Ae. geniculata (2n=4x=28, UU MoMo) is a species of particular interest for genetic and breeding research as donor of genes for complex disease resistance (Bochev et al., 1982). Farooq et al. (1990a) observed that crossability of Ae. geniculata with Triticum aestivum and T. turgidum is very high compared to that of Ae. tauschii and of Ae. neglecta. Since Ae. geniculata shares genome U with Ae. umbellulata, so it can be anticipated as a donor of agronomically important gene(s) to wheat.
Ae. variables (2n=4x=28, UUSVSV) is also an annual, bushy, tetraploid member of the section Polyeides of the genus Aegilops has resistance against leaf rust which is confirmed by our study. Beside the above resistant genes it also possesses pairing promoters genes which further increase the crossability to tetraploid and hexaploid wheat cultivars (Farooq et al., 1990b).

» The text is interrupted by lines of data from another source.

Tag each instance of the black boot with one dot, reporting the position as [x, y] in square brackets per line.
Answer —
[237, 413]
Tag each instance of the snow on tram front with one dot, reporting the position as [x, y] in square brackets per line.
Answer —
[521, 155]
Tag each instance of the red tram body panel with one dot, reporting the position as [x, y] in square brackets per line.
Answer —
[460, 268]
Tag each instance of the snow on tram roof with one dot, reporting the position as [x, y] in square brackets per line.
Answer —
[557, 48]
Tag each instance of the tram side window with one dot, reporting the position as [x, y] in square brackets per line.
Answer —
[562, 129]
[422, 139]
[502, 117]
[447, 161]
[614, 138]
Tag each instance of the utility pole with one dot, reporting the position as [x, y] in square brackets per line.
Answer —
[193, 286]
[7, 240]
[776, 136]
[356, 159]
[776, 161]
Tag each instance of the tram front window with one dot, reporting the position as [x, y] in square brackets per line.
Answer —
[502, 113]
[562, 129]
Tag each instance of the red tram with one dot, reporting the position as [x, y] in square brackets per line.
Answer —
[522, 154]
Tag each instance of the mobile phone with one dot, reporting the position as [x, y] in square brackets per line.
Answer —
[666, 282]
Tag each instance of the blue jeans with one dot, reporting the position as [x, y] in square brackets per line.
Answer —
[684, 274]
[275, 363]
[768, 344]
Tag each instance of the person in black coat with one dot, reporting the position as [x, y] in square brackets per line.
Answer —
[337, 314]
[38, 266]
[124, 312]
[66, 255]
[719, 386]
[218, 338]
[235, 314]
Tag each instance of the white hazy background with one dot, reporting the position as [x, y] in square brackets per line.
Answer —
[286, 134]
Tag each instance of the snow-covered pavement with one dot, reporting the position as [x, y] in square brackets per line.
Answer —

Specialized cytogenetic techniques are now available to make successful genetic transfer from distantly located genomes and it is anticipated that genes for resistance to leaf rust and salt tolerance could be transferred to wheat from resistant accessions of Ae. geniculata, Ae. tauschii., Ae. neglecta, Ae. triunciallis, Ae. speltoides and Ae. variables.